Chega de levar vantagem em tudo, é preciso fair play no futebol brasileiro
Nos anos 1970 ficou famoso um comercial de TV estrelado pelo craque Gérson, da Seleção Brasileira tricampeã do mundo no México. Divulgava um cigarro e marcou época por conta da seguinte frase de Gérson: “É para quem gosta de levar vantagem em tudo”.
Emblemático sinal daquilo que acontece dentro das quatro linhas e também nos bastidores do futebol brasileiro. “Levar vantagem em tudo” virou sinônimo de esperteza, malandragem e capacidade de enganar os outros.
Em 2005, por exemplo, tivemos a Máfia do Apito, que levou a CBF, após denúncias apuradas pelos meios de comunicação, a cancelar jogos, suspender juízes e reorganizar o campeonato brasileiro durante seu andamento. Os árbitros estavam recebendo propina para direcionar resultados das partidas.
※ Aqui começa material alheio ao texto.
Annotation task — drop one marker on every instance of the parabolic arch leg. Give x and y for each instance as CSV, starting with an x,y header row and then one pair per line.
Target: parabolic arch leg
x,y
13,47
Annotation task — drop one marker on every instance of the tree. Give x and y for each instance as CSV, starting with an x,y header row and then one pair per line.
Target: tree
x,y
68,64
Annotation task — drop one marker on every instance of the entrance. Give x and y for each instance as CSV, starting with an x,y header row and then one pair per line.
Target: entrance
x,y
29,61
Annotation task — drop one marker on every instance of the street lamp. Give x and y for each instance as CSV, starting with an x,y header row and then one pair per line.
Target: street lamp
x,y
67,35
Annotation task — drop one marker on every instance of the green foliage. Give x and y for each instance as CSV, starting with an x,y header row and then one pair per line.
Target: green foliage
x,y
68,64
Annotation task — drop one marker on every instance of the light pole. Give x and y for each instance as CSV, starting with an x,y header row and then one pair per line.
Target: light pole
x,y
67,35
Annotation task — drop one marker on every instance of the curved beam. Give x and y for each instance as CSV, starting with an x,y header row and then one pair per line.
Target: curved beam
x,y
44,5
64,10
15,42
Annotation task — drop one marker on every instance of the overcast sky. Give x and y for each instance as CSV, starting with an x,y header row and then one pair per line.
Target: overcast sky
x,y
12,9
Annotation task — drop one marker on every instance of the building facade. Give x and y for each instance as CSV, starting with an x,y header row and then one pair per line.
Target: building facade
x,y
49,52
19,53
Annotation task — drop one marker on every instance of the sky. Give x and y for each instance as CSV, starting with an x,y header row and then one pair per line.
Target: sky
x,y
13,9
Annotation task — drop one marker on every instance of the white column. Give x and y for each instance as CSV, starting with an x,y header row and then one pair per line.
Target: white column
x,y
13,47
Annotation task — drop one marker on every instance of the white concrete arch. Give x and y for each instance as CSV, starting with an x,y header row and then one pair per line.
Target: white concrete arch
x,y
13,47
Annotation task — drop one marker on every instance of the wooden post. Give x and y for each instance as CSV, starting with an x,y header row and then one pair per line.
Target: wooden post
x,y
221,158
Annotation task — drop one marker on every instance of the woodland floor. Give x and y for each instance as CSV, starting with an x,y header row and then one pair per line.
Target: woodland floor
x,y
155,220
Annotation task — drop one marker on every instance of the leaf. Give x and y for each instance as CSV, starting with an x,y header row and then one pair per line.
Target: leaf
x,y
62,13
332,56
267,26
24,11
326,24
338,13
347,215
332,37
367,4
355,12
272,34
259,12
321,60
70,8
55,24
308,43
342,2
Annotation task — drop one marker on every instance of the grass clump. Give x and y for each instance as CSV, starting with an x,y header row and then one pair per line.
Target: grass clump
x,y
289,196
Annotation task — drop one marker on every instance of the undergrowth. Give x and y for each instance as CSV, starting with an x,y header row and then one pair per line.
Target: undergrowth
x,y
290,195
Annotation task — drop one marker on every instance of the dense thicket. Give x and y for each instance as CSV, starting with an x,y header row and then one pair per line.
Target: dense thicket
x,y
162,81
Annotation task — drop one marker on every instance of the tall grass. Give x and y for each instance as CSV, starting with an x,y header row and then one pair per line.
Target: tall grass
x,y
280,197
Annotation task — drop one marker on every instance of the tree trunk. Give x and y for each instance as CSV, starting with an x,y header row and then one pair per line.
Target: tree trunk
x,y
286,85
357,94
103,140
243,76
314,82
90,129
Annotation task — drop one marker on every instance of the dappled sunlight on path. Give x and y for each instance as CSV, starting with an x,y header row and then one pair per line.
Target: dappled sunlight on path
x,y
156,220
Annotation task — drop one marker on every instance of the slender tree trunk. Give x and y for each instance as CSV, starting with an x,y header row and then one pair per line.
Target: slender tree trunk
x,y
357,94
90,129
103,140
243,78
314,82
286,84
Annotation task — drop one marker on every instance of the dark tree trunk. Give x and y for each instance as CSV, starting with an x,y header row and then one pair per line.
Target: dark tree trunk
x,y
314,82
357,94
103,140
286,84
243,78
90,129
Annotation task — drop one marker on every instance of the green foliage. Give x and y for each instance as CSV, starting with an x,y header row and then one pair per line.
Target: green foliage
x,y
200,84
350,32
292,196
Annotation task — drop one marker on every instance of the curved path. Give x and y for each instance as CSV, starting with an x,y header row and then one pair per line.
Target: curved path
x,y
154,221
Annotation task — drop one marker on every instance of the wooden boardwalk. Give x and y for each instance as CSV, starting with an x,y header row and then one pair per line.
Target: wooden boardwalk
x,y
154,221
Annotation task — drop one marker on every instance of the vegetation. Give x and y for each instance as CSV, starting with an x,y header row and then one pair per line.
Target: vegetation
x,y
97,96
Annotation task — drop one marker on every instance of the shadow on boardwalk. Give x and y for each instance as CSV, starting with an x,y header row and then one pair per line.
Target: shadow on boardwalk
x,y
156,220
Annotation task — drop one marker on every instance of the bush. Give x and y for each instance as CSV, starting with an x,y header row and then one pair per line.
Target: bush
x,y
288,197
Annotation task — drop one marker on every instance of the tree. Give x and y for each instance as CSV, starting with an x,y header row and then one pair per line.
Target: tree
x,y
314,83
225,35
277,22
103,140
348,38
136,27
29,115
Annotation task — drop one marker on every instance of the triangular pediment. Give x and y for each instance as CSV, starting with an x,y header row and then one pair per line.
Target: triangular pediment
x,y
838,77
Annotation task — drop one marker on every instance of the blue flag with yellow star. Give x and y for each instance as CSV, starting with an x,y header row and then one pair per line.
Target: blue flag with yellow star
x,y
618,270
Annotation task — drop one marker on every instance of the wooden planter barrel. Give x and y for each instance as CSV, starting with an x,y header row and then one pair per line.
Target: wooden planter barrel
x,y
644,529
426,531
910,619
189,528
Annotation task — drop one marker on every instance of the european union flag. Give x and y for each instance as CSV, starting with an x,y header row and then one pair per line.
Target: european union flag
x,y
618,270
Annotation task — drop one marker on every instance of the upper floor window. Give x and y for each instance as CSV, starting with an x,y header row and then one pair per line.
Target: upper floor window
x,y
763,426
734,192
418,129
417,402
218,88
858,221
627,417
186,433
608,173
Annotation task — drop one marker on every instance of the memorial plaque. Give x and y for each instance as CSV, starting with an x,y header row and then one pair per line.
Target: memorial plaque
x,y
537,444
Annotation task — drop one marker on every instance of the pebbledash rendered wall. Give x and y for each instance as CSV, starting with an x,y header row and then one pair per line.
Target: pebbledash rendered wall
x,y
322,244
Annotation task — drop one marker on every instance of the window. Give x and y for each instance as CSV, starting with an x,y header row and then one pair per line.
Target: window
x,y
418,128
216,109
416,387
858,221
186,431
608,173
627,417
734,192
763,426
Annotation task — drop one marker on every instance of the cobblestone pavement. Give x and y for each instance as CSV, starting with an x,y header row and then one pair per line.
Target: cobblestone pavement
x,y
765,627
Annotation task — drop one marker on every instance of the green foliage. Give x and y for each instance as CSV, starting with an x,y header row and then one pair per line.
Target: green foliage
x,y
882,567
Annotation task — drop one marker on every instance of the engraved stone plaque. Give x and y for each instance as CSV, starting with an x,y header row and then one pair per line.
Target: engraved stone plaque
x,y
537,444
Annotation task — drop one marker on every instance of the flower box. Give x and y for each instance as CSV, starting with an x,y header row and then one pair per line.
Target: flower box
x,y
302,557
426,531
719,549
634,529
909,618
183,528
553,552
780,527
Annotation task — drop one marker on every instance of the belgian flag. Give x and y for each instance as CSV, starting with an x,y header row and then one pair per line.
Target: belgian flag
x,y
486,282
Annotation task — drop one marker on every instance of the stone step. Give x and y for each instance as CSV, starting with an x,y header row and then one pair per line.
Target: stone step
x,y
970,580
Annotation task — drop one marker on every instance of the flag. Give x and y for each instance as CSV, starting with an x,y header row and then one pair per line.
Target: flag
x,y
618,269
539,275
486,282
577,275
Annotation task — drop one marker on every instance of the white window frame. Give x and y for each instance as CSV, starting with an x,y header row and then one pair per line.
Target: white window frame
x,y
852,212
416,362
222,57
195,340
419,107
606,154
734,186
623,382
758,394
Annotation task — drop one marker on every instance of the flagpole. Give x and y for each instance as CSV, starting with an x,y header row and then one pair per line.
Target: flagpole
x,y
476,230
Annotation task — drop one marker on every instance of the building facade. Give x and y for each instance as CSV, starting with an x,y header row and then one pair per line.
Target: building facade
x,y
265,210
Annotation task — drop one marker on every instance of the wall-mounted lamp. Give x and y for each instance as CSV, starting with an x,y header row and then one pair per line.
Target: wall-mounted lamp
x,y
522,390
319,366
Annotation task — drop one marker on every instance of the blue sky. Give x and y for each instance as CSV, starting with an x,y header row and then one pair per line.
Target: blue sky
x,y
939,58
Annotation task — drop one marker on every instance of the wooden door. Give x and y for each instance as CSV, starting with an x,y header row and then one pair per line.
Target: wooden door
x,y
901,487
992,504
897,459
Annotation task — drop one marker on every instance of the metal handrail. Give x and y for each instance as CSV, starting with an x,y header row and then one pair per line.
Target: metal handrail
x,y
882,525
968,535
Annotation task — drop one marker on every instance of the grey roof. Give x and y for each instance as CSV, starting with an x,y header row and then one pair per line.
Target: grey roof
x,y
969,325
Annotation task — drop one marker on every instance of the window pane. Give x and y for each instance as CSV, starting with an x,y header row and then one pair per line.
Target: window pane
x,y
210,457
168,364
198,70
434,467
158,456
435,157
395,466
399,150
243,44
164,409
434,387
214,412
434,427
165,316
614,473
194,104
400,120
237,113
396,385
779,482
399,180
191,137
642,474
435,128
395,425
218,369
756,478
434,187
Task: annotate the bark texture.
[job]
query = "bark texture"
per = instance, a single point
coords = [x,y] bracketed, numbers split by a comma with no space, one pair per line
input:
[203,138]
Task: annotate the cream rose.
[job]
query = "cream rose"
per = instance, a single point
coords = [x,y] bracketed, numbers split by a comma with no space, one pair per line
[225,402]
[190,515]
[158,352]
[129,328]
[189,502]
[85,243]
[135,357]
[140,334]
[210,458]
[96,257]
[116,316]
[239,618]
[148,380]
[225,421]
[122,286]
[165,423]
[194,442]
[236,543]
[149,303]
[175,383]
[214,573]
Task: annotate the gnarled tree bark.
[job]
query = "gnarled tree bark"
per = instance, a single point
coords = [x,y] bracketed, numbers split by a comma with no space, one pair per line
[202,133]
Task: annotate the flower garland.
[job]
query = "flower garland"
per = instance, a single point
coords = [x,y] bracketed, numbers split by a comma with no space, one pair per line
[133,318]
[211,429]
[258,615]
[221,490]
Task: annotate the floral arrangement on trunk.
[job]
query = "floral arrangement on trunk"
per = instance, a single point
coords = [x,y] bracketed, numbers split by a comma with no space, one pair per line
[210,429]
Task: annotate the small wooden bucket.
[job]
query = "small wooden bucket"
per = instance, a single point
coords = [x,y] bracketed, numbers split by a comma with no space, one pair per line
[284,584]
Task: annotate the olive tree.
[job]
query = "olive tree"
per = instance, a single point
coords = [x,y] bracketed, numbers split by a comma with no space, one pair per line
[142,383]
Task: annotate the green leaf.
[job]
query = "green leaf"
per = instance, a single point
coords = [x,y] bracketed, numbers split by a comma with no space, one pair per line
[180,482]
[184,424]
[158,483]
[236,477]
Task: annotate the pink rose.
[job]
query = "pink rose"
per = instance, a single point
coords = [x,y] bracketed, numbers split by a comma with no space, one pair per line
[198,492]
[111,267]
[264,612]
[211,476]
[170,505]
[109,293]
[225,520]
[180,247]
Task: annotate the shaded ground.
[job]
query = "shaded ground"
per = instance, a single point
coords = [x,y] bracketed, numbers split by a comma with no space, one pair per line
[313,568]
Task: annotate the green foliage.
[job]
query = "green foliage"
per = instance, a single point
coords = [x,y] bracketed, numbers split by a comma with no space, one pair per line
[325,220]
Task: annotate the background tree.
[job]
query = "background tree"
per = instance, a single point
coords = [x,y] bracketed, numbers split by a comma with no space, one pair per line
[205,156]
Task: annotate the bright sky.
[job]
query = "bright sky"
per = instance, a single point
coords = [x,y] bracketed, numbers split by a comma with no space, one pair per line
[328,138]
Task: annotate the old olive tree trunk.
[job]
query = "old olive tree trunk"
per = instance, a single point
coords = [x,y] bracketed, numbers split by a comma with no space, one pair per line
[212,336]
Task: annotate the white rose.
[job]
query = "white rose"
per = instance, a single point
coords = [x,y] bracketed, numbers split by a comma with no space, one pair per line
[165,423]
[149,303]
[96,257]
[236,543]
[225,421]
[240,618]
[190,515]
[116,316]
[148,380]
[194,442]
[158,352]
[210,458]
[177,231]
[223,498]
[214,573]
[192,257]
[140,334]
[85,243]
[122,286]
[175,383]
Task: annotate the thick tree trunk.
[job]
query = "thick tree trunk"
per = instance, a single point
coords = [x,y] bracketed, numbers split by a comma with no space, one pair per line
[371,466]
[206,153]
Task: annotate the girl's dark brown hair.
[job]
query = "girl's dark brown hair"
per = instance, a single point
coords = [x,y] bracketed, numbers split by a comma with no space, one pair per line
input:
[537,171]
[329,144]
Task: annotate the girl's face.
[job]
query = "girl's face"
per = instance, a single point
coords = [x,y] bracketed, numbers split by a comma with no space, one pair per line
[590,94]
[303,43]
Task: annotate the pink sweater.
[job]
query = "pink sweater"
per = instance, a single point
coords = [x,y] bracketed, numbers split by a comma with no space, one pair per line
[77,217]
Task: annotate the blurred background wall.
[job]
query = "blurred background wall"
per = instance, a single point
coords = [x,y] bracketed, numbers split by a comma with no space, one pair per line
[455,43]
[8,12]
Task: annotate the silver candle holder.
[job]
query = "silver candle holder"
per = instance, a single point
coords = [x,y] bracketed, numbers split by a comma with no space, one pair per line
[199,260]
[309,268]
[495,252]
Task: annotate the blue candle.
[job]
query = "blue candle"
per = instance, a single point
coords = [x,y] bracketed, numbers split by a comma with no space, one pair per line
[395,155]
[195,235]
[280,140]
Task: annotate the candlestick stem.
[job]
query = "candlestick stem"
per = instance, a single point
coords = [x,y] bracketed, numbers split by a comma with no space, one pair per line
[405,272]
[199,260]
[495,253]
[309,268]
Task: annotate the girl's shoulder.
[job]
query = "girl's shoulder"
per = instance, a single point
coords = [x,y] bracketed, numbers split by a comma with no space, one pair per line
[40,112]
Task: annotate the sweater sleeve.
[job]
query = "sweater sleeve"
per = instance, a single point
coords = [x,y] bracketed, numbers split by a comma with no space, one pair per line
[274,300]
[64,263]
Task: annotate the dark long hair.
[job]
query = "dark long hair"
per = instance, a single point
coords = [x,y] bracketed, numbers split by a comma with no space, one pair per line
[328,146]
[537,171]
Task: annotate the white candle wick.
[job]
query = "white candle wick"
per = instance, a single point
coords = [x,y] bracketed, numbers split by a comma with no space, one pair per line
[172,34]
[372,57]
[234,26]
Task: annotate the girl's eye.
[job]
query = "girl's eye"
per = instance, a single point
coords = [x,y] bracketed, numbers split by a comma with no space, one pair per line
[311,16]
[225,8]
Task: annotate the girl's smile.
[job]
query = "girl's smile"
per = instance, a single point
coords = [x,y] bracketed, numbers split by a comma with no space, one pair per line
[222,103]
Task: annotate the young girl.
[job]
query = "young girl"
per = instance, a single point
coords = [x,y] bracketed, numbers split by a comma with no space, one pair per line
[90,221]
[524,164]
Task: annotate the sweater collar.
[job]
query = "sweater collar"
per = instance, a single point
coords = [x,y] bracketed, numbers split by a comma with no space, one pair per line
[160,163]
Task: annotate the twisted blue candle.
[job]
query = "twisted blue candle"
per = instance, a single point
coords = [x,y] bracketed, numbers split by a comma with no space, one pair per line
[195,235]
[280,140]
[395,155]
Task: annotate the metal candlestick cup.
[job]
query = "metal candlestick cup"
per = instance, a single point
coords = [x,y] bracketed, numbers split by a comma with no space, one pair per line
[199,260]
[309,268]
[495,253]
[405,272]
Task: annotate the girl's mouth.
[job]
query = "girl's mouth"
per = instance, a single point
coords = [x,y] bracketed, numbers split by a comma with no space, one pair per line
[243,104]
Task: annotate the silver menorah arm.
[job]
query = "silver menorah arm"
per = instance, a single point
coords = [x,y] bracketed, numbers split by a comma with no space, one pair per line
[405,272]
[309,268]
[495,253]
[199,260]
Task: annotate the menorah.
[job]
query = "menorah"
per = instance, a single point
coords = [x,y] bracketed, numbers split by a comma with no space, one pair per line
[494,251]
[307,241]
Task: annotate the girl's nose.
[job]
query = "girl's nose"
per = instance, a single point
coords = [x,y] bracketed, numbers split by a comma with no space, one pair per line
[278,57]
Em 2012, a apenas 2 anos do início da próxima Copa do Mundo, a ser realizada no Brasil, o presidente da CBF, alegando problemas de saúde, renuncia ao cargo. Foram 20 anos no poder. Ao cair fora na reta de chegada de um dos maiores eventos esportivos do mundo, Ricardo Teixeira antecipou-se a denúncias que o perseguiam desde os anos 1990 e que, certamente, poderiam lhe tirar o poder por outras vias, como um impeachment.
No campo de jogo, entre os atletas, tornam-se mais comuns os casos de jogadores que assinam vultosos contratos e não cumprem sua parte. Adriano, por exemplo, ficou por uma temporada na Roma e não marcou sequer um gol, passou mais um ano no Corinthians e atuou em apenas 8 partidas.
Casos que denotam falta de ética no futebol brasileiro e que levaram o cronista esportivo Juca Kfouri a dizer que o Brasil já não é mais o país do futebol. O descaso, descompromisso e as ações em benefício próprio em detrimento do respeito às regras do jogo afastam os fãs do esporte.
Cresce a quantidade de novos torcedores no Brasil que torcem por times como o Real Madri ou o Barcelona. Estas equipes, além de vitoriosas, são mais organizadas e procuram jogar dentro do regulamento.
No caso do futebol brasileiro, é preciso que dos atletas aos dirigentes, prevaleça a ética, bem entendida como a filosofia moral, ou seja, o compromisso com aquilo que é justo, correto e honesto. É preciso substituir a prática do “levar vantagem em tudo” pelo Fair Play (Jogo Limpo), não apenas nos lances de jogo, mas em toda a sua organização.